Les Bouloches
Françoise Lison-Leroy
Dessins Pascaline Wollast
Esperluète / coll. Livres
Récit
11 x 19 cm / 56 pages
ISBN 978-2-35984-034-6
2012
14 €
Disponible
Dist. : Autodistribution
chez l'éditeur

Extrait :
Vous n’aurez pas Papa. Vous ne l’enfermerez pas dans vos cages à momies, sans herbes ni bouloches. Il n’a ni l’âme guerrière ni l’allure d’un fantôme. Et s’il fugue, les nuits de pleine lune, c’est pour happer ce cri perdu depuis l’enfance. Celui que vous cherchez vous aussi en empoignant vos livres, vos cartes magnétiques, vos écrans fondateurs.
Jaloux. Vous voyez bien qu’il trouve, lui, son diamant. Cela vous peine ?

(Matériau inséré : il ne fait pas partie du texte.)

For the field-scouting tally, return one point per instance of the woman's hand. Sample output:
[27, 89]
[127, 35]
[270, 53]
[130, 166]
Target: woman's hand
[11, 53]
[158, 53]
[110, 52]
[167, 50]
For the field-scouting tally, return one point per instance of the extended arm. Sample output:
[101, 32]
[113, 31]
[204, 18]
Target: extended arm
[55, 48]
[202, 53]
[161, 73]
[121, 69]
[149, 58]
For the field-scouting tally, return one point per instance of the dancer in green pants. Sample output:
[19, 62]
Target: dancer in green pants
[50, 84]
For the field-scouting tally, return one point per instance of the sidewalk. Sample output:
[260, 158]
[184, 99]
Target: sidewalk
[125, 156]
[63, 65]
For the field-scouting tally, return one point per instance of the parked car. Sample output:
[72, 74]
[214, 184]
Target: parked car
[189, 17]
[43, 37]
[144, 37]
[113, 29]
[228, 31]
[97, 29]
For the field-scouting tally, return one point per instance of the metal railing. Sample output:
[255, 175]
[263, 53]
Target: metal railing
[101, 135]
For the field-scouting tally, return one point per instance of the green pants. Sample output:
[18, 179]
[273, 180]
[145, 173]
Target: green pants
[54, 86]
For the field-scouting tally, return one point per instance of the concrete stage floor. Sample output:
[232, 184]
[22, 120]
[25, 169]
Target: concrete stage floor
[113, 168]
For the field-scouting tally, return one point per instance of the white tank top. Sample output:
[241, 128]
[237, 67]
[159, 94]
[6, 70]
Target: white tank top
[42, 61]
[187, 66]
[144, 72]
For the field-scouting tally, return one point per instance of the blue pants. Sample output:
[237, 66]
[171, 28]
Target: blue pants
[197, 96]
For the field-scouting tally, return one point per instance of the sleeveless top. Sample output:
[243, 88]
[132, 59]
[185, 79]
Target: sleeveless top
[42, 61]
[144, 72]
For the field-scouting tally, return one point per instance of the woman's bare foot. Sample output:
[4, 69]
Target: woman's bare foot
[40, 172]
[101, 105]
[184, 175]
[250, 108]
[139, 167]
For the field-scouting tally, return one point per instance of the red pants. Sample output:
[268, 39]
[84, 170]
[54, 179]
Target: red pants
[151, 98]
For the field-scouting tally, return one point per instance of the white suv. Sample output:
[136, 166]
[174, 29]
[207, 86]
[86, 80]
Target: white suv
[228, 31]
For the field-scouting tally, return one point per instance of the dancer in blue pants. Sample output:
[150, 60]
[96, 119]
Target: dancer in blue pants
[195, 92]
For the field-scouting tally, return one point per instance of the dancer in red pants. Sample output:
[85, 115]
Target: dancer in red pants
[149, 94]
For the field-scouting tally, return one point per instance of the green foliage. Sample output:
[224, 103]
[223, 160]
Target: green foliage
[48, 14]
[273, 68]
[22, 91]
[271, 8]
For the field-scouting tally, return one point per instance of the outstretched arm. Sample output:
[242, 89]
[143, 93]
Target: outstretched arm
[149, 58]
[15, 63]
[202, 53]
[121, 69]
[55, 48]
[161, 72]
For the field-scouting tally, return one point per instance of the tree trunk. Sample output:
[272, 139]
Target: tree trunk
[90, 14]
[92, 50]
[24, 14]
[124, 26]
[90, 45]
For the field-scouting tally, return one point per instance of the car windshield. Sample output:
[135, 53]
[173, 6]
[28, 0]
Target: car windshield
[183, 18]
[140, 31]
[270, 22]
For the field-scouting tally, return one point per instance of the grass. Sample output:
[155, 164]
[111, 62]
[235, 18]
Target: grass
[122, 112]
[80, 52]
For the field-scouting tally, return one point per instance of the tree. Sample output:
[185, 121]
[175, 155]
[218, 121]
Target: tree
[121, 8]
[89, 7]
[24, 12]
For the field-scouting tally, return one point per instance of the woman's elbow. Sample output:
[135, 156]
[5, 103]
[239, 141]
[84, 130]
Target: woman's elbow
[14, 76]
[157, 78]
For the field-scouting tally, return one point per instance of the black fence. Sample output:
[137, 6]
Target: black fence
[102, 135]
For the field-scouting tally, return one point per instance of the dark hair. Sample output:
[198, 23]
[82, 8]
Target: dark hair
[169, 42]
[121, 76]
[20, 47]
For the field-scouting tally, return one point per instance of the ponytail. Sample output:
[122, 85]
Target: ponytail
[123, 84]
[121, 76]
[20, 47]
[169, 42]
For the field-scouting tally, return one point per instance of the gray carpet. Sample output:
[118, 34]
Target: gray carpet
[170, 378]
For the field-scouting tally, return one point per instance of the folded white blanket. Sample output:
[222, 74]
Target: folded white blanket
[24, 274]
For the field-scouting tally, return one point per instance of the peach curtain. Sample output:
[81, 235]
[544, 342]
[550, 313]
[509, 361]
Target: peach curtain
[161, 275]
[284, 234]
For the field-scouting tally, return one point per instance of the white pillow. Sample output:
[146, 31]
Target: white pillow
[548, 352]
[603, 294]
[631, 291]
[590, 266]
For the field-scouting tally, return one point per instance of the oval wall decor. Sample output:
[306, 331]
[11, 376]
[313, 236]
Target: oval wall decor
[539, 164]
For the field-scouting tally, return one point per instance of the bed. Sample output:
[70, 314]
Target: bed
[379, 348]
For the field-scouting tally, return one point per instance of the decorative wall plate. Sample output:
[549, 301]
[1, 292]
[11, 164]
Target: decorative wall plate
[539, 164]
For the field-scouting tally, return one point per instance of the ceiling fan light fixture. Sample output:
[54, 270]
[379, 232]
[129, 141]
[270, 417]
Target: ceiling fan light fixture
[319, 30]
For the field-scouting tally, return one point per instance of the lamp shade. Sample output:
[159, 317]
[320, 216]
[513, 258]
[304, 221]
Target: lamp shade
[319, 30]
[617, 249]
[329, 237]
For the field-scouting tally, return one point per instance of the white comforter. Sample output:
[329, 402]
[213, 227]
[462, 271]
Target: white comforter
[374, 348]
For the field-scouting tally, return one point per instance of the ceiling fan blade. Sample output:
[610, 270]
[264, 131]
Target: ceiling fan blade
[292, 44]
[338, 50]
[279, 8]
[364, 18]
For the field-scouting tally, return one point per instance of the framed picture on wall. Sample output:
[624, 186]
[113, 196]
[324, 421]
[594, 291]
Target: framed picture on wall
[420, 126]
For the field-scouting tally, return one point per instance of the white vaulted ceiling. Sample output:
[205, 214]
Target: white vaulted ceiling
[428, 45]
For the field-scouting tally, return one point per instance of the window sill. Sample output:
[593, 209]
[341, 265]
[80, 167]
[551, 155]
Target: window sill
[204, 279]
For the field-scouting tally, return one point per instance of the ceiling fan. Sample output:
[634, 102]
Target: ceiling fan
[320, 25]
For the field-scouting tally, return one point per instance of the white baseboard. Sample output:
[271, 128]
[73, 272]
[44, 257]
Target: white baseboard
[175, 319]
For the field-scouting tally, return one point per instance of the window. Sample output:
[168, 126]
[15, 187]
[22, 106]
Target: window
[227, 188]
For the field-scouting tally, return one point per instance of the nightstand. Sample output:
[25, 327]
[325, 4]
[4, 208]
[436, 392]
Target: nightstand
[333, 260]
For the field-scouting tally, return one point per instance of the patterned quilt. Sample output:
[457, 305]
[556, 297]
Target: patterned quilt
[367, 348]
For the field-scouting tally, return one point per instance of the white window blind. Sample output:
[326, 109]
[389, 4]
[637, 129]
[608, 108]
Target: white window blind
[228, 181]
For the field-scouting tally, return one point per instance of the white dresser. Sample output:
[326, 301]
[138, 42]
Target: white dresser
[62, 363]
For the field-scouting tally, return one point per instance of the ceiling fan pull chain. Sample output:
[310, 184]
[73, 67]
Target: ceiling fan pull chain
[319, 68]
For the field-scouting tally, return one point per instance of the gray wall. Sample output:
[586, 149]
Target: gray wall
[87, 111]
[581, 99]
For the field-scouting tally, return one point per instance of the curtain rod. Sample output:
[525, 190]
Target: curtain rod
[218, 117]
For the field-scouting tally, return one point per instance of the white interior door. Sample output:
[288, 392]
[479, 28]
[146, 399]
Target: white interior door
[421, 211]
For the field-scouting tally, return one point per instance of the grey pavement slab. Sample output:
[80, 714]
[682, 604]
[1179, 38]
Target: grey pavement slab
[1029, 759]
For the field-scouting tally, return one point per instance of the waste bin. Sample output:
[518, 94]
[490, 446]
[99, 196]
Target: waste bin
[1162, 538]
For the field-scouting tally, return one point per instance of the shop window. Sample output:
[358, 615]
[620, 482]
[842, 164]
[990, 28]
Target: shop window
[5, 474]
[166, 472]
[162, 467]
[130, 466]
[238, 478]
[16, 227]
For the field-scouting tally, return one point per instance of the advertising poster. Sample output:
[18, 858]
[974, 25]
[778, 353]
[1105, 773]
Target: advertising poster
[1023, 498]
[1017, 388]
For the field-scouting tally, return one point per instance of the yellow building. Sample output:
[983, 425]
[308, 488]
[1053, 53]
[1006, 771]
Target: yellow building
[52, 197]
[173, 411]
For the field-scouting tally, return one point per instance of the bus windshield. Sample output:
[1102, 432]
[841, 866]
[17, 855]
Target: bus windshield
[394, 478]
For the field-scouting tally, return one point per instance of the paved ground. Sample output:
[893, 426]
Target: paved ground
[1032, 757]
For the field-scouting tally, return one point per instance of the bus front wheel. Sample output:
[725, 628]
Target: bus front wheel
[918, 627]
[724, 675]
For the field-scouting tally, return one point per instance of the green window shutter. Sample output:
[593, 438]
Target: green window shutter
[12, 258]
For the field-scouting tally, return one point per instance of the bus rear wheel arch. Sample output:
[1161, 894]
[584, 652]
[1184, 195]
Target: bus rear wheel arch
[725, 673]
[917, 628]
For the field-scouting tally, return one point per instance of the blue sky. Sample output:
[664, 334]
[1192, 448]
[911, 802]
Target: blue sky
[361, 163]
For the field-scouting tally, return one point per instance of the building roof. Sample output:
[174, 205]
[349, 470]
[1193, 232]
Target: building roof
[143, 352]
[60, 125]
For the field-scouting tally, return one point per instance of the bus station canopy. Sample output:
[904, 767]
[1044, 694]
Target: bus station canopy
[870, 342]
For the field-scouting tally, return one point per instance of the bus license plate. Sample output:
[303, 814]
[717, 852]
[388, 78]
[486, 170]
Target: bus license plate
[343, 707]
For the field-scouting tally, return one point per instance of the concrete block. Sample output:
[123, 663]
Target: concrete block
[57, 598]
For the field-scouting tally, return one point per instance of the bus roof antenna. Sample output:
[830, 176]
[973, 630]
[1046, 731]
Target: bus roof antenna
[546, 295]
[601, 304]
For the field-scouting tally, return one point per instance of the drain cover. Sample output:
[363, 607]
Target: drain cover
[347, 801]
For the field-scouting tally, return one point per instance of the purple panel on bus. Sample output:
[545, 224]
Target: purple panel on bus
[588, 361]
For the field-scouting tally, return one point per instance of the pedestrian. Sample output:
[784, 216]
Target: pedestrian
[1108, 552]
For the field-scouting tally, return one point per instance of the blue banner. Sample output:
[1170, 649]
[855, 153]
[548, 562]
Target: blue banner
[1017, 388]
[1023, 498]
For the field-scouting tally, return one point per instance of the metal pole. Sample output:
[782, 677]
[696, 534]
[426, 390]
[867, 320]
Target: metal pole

Un homme garde des bouloches au fond de ses poches. Parfois il les tient au creux de la main. Il en aime la rondeur et la douceur. Par elles, il se rassure, reste au monde ou se souvient de l’enfance.
C’est un père sous l’œil de sa fille. Elle le regarde partir. Le moment présent n’a plus prise sur lui. Les souvenirs s’effacent. Et s’il s’agit de l’oubli et de la perte, on lit surtout l’amour et la vie qui unissent ces deux-là.
Françoise Lison-Leroy offre un texte fort, où l’observation de la vieillesse du père se teinte tour à tour d’émotion, d’humour, de tristesse, et toujours de tendresse. Il y a de l’âpreté dans cette écriture qui évacue tout sentimentalisme et toute complaisance, qui dit les choses comme elles sont.
Pascaline Wollast répond par des dessins noirs, emplis de matière, où la terre et le personnage se confondent. Le jardinier, le jardin, les animaux, les bouloches deviennent sous son trait les objets d’une géographie de l’intime.

À propos de l’auteur

Françoise Lison-Leroy

Françoise Lison-Leroy vit en Belgique. Elle y est née en 1951, dans un village du Pays des Collines. Elle habite près de Tournai, où elle enseigne le français et participe à la page culturelle du journal Le Courrier de l’Escaut.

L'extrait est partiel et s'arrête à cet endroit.